Rate of GFP Synthesis - The rate of synthesis is greater in the in vitro chassis e.g. for 1000nM AHL the rate is 1400 GFP molecules synthesis per second per cell equivalent for in vitro and 500 GFP molecules synthesis per second per cell. This makes sense because the commercial E.coli cell extract we use is optimised for protein synthesis.

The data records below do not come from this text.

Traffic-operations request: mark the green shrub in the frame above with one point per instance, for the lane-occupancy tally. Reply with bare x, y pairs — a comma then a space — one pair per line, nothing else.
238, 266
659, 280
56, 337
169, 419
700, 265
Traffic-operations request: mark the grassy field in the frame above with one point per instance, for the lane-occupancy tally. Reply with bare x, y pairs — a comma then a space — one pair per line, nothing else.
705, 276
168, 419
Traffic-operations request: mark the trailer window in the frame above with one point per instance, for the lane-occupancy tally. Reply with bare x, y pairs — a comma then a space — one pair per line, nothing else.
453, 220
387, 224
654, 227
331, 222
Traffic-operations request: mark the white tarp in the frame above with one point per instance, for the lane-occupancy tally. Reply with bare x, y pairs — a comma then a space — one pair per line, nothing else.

Upper Threshold - The upper threshold of response looks as if it occurs at ~1000nM for both chassis. The saturation is due to the saturation of expression equipment, meaning that the system cannot respond to any increase to AHL.
Lower Threshold - The lower threshold of response is 1nM for in vivo, however because of the lack of data points we had to extrapolate this for in vitro. From the shape of the in vitro data we collected it looks like the threshold could be at a higher concentration to AHL, meaning that the in vitro chassis is less sensitive to lower AHL concentrations. However without these data points it is difficult to define this threshold accurately.